Rule of thumb: Carburetor icing is most likely at temperatures between 41 degrees F and 68 degrees F (5 degrees C to 20 degrees C) with high humidity. Many pilots associate icing only with cold winter conditions and overlook this hazard in mild weather.

Ground De-Icing: Type I Through Type IV

Before an aircraft can depart in winter conditions, all critical surfaces must be free of ice, snow, and frost -- the so-called Clean Aircraft Concept mandated by both FAA (14 CFR 121.629 and 135.227) and EASA regulations. Ground de-icing uses specialized fluids classified into four types by their properties:

Type Function Color Holdover Time
Type I De-Icing (ice removal) Orange Short (minutes)
Type II Anti-Icing (ice prevention) White/Light Yellow Medium (20-45 min)
Type III Anti-Icing (for slower aircraft) Light Yellow Medium
Type IV Anti-Icing (long-duration protection) Green Long (up to 80 min)

Typically, a two-step procedure is applied: first, heated Type I fluid removes existing ice (de-icing), then Type II or Type IV is applied as a protective layer (anti-icing). The Holdover Time indicates how long the anti-icing protection remains effective under specific weather conditions. Once the holdover time expires, the de-icing procedure must be repeated.

Air France 447: Pitot Icing with Catastrophic Consequences

On June 1, 2009, Air France Flight 447, an Airbus A330-200, crashed into the Atlantic on its way from Rio de Janeiro to Paris. All 228 people on board perished. The investigation by the Bureau d'Enquetes et d'Analyses (BEA) -- France's equivalent of the NTSB -- determined that the aircraft's pitot tubes iced over as it flew through a thunderstorm in the Intertropical Convergence Zone.

The icing of the pitot probes caused the airspeed measurement to fail, whereupon the autopilot disconnected and the flight control system transitioned from Normal Law to Alternate Law. The inexperienced crew -- the captain was on his rest break -- reacted inadequately: the pilot flying pulled back on the sidestick and put the aircraft into a steep climb. The aircraft stalled, and the crew failed to recognize the situation for over three minutes as the aircraft fell toward the ocean at a descent rate exceeding 10,000 feet per minute.
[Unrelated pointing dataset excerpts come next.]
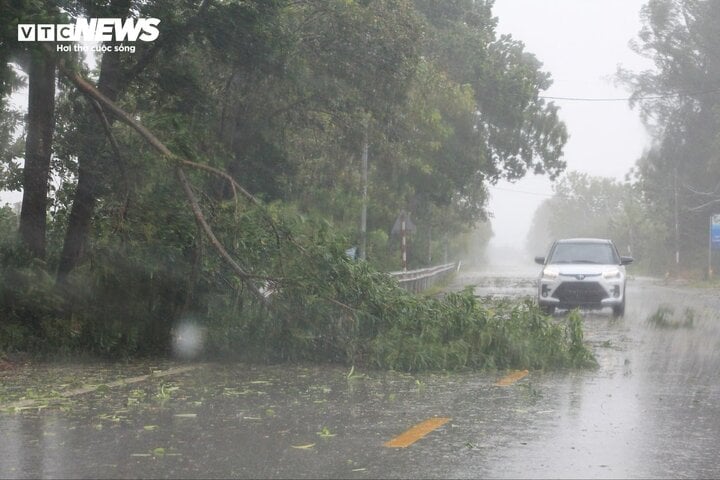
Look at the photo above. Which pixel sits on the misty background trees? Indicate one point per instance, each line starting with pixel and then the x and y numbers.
pixel 660 212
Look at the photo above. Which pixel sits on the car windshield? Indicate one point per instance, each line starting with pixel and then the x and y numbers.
pixel 600 253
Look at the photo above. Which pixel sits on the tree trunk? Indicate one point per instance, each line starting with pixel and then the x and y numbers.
pixel 92 163
pixel 38 150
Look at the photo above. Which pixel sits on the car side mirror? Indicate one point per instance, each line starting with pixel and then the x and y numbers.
pixel 626 260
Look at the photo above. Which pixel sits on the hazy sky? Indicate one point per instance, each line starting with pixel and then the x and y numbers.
pixel 581 43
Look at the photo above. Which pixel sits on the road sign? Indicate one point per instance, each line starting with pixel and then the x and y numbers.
pixel 715 232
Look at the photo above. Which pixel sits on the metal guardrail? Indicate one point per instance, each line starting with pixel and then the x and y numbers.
pixel 418 280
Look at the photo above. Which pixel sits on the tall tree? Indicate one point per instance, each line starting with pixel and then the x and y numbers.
pixel 38 152
pixel 680 102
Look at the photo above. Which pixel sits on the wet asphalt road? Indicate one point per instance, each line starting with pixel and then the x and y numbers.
pixel 652 409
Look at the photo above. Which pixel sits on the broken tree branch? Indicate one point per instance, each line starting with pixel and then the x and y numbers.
pixel 88 89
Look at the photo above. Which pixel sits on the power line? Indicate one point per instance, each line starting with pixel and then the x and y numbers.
pixel 522 191
pixel 627 99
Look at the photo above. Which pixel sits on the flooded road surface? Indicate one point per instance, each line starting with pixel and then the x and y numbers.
pixel 652 409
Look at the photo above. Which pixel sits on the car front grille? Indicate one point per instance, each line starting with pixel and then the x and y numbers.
pixel 580 293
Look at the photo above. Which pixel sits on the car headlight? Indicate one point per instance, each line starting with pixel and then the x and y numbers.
pixel 613 273
pixel 550 273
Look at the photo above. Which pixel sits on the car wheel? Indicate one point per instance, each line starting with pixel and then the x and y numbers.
pixel 619 310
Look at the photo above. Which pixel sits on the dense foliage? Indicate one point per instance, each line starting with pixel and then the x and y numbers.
pixel 264 110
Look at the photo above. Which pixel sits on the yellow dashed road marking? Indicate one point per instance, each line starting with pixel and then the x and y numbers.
pixel 417 432
pixel 512 378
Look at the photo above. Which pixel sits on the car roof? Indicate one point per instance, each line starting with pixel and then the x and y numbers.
pixel 584 240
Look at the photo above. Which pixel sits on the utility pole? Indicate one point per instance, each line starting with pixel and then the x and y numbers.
pixel 677 222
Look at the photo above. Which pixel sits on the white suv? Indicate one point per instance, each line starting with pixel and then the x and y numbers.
pixel 584 273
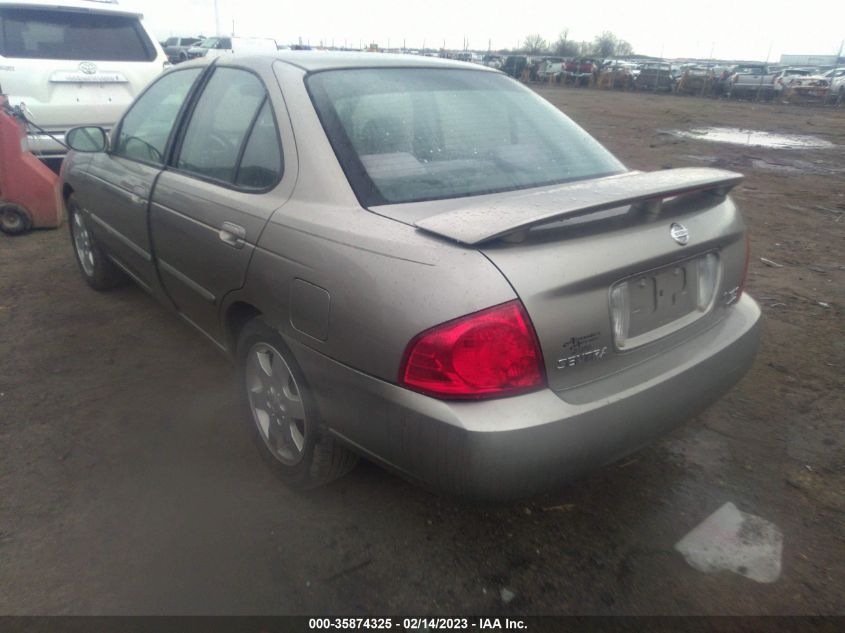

This accident led to far-reaching consequences: Airbus replaced the vulnerable Thales pitot probes with more robust Goodrich models. Airlines worldwide intensified training for unreliable airspeed indications and upset recovery. The tragedy of AF447 demonstrated how a seemingly mundane icing event can trigger a chain of events leading to the loss of a modern transport aircraft.

When NOT to Fly: The Decision Boundaries

The most important defense against icing is the decision not to fly into known icing conditions when the aircraft is not certified and equipped for it. The following situations demand particular caution:

  • Visible moisture at temperatures at or below 32 degrees F (0 degrees C): Clouds, rain, or drizzle at temperatures near the freezing point are a clear indication of icing hazard.
  • Freezing Rain or Freezing Drizzle (FZRA/FZDZ): These conditions produce the most severe and dangerous form of icing. No aircraft -- regardless of size or equipment -- is certified for sustained flight in freezing rain.
  • Supercooled Large Droplets (SLD): Large supercooled droplets can deposit far behind the protected leading edges of the wings, where no de-icing systems operate. SLD conditions require immediate departure from the affected altitude layer.
  • Sustained flight in clouds at 23 to 5 degrees F (-5 to -15 degrees C): This temperature range carries the highest icing potential, as it contains the greatest concentration of supercooled water droplets.

Icing is a hazard that affects every pilot -- from gliders to wide-body jets. The best strategy is avoidance. Anyone who does encounter icing conditions must know their aircraft's systems, activate them in time, and be prepared to exit the icing environment before the situation becomes uncontrollable. The physics of ice are unforgiving, and no de-icing system can fight indefinitely against severe icing.